The social and medical environments that surround people are each independently associated with their cancer course. The extent to which these characteristics may together mediate patients' cancer care and outcomes is not known.


Using multilevel methods and data, we studied elderly breast and colorectal cancer patients (level I) within urban social (level II: ZIP code tabulation area) and health care (level III: hospital service area) contexts. We sought to determine (1) which, if any, observable social and medical contextual attributes were associated with patient cancer outcomes after controlling for observable patient attributes, and (2) the magnitude of residual variation in patient cancer outcomes at each level.


Numerous patient attributes and social area attributes, including poverty, were associated with unfavorable patient cancer outcomes across the full clinical cancer continuum for both cancers. Health care area attributes were not associated with patient cancer outcomes. After controlling for observable covariates at all 3 levels, there was substantial residual variation in patient cancer outcomes at all levels.

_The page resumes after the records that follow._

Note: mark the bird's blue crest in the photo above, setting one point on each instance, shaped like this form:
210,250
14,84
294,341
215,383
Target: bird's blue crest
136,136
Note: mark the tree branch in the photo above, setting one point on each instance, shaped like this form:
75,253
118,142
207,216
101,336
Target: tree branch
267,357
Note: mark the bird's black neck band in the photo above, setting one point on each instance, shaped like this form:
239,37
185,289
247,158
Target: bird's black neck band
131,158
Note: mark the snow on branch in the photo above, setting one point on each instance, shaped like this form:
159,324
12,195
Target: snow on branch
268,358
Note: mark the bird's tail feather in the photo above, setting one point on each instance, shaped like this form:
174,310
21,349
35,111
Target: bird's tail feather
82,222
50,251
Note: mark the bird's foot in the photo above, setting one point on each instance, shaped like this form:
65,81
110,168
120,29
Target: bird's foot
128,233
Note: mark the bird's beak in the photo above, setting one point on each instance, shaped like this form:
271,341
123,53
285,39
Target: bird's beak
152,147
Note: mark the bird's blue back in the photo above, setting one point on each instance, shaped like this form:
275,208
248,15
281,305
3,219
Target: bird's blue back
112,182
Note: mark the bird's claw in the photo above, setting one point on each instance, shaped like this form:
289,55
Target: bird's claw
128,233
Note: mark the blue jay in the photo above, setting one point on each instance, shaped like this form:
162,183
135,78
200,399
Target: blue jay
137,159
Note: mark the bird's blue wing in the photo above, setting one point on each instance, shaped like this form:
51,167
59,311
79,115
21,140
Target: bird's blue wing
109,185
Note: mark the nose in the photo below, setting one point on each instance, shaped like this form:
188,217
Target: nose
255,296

After controlling for patient attributes known to confer risk of poor cancer outcomes, we find that neighborhood socioeconomic disadvantage exerts an independent and deleterious effect on residents' cancer outcomes, but the area supply of the specific types of health care studied do not. Multilevel interventions targeted at cancer patients and their social areas may be useful. We also show substantial residual variation in patient outcomes across social and health care areas, a finding potentially relevant to traditional small area variation research methods.